South Korean APT uses five zero-day flaws to turn the tables on North Korea

The group, linked to South Korea, used bugs in Internet Explorer, Google Chrome and the Windows Kernel to target North Koreans

An unidentified but sophisticated group of hackers used at least five zero-day vulnerabilities last year to target individuals inside North Korea or professionals working on DPRK-related issues.

That's according to Google's Threat Analysis Group (TAG), which analysed nearly 40,000 warnings relating to nation-state hack attacks in 2019, and was surprised to see the activities of one single actor that carried out some highly sophisticated attacks targeting North Korean professionals.

To conduct this espionage campaign, threat actor capitalised on five zero-day vulnerabilities that impacted Internet Explorer, Google Chrome, and Windows Kernel.

"Finding this many zero-day exploits from the same actor in a relatively short time frame is rare," the researchers noted.

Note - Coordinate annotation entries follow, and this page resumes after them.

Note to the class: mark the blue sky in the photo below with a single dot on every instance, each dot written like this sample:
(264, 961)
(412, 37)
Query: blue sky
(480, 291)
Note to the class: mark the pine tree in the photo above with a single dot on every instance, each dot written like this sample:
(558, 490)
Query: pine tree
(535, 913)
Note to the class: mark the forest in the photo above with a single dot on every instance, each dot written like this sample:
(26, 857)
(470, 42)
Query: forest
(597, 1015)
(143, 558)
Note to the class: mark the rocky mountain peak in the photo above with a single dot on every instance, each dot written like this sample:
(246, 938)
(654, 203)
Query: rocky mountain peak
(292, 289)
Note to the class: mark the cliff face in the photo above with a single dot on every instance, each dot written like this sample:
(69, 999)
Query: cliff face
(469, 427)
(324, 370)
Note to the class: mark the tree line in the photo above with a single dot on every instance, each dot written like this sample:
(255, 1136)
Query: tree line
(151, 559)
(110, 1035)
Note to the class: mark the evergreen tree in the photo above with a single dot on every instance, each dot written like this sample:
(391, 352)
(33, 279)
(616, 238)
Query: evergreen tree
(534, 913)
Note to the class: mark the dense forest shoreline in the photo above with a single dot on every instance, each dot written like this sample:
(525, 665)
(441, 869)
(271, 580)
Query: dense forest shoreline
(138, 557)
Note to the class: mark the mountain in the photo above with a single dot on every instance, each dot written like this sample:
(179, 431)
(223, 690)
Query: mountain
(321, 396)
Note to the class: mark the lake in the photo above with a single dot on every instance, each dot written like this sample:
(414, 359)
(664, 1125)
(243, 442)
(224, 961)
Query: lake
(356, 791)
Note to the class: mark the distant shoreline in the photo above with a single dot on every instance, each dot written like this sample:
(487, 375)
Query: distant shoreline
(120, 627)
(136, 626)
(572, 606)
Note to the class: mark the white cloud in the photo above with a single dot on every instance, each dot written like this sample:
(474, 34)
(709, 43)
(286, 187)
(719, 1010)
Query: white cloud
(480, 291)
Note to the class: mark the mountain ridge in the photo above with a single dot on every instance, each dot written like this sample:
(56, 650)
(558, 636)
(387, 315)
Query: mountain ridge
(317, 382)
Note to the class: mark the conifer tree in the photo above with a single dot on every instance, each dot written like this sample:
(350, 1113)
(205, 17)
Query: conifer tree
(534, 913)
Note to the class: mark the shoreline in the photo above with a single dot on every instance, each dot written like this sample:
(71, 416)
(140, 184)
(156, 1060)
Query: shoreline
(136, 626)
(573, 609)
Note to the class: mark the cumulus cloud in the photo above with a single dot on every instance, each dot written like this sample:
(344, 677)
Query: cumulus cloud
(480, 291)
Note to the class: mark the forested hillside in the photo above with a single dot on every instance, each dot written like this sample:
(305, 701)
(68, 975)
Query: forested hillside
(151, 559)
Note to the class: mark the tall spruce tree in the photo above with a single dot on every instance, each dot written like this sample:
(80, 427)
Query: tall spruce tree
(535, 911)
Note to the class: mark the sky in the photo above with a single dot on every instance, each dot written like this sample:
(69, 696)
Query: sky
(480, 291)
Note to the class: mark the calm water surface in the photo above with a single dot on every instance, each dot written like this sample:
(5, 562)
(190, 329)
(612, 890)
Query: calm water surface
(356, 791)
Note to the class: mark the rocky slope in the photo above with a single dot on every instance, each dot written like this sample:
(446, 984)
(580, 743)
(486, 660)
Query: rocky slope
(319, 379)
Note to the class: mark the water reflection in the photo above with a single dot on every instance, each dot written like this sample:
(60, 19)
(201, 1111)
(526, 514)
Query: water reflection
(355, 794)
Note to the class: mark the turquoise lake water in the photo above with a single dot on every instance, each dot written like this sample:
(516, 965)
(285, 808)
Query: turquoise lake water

The flaws were exploited using phishing emails containing malicious attachments or links to rogue websites. Hackers also used watering hole attacks to infect victims' system with malware when victims visited some legitimate but compromised websites.

While Google did not specify the identity of the threat group behind the campaign, some security experts believe it could the work of South Korea-backed hackers.

Russian security firm Kaspersky linked the cyber campaign to DarkHotel, a group that has previously targeted North Korean government agencies and is thought to be sponsored by the South Korean government.

"It's really impressive. It shows a level of operational polish," Kaspersky told Wired.

Kaspersky said that it has previously observed DarkHotel exploiting two of the five vulnerabilities - one in Internet Explorer and one in Windows - to plant malware on the systems of potential targets.

DarkHotel group is believed to be active since at least 2007, and in 2014, Kaspersky researchers spotted the group compromising hotel Wi-Fi networks in efforts to carry out attacks against specific hotel guests.

The group is mostly interested in collecting information such as emails, documents, and other bits of sensitive data from targets.

"The DarkHotel's main purpose is a sophisticated cyber-espionage campaign aimed at corporate executives: CEOs, senior vice presidents, sales and marketing directors, and top R&D staff have all been targeted," Kaspersky notes.

In another finding, Google said that it noticed a spike in phishing attacks impersonating news outlets and journalists in 2019. In many cases, the primary intention of the attackers was to spread disinformation through other reporters.

Google said that attackers first sent benign emails in hopes of building a rapport with a foreign policy expert or a journalist, before sending a follow-up email with a malicious attachment.